Almost Half of Commercial Properties Are Underinsured
30th October 2024
Insurance broker and risk management company Gallagher estimates that almost half (46%) of commercial properties in the UK are underinsured, leaving countless businesses at risk of out-of-pocket costs. The average insurance shortfall is approximately 40%. Such a deficit could leave businesses having to cover a significant portion of the costs to repair or rebuild their commercial properties in the event of a loss. Underinsurance increases financial risk and could lead to lengthier business interruptions.
Factors Impacting Underinsurance
Gallagher’s research, which surveyed claims managers, found that several factors influence the current underinsurance prevalence. Half (50%) of claims managers blame increased labour costs, and 6 in 10 (63%) blame the rising cost of materials. In fact, the cost of building materials has increased by 38% since 2020, according to data from the government’s Department for Business and Trade. Supply chain disruptions and worker shortages have compounded these two issues. Additionally, more than a third (37%) of claims managers reported that property owners don’t conduct regular property valuations, exacerbating the problem.

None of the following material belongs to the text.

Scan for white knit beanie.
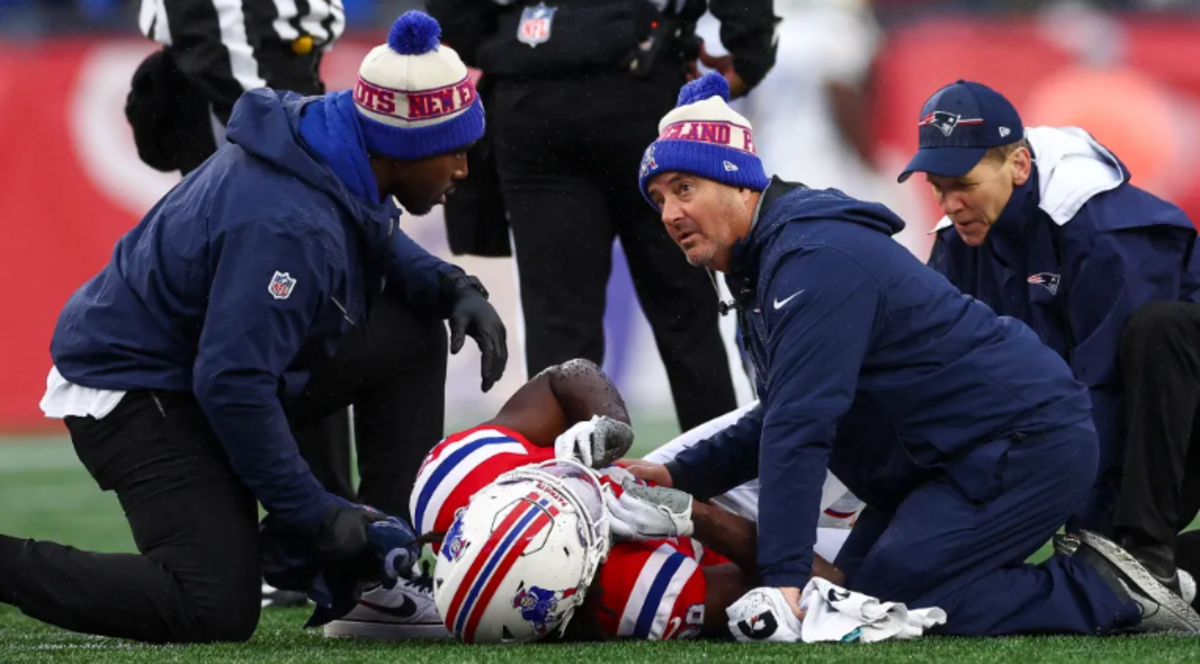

According to Gallagher’s claims director, Phil Daly, “[The] data shows how important it is for property owners to work with a risk management specialist when insuring their property, as those who don’t are leaving themselves at significant financial risk. Clearly, our research shows that the issue of underinsurance is not going away and has actually increased over the last five years.”
Strategies to Avoid Underinsurance
In light of Gallagher’s research, businesses should review their insurance policies to ensure they have sufficient cover to defend against disaster and consider the following tips:
· Conduct regular, accurate valuations of your business, property and contents. Consider having a professional assist you in the valuation process.
· Provide the cost of rebuilding your business property to your insurer rather than the market value or the amount you purchased it for.
· Determine an appropriate indemnity period that allows your business sufficient time to recover after a loss event.
· Increase your sum insured to reflect inflation.
· Review your policy wording to ensure you have the broadest cover possible. Update your policy whenever you make business changes.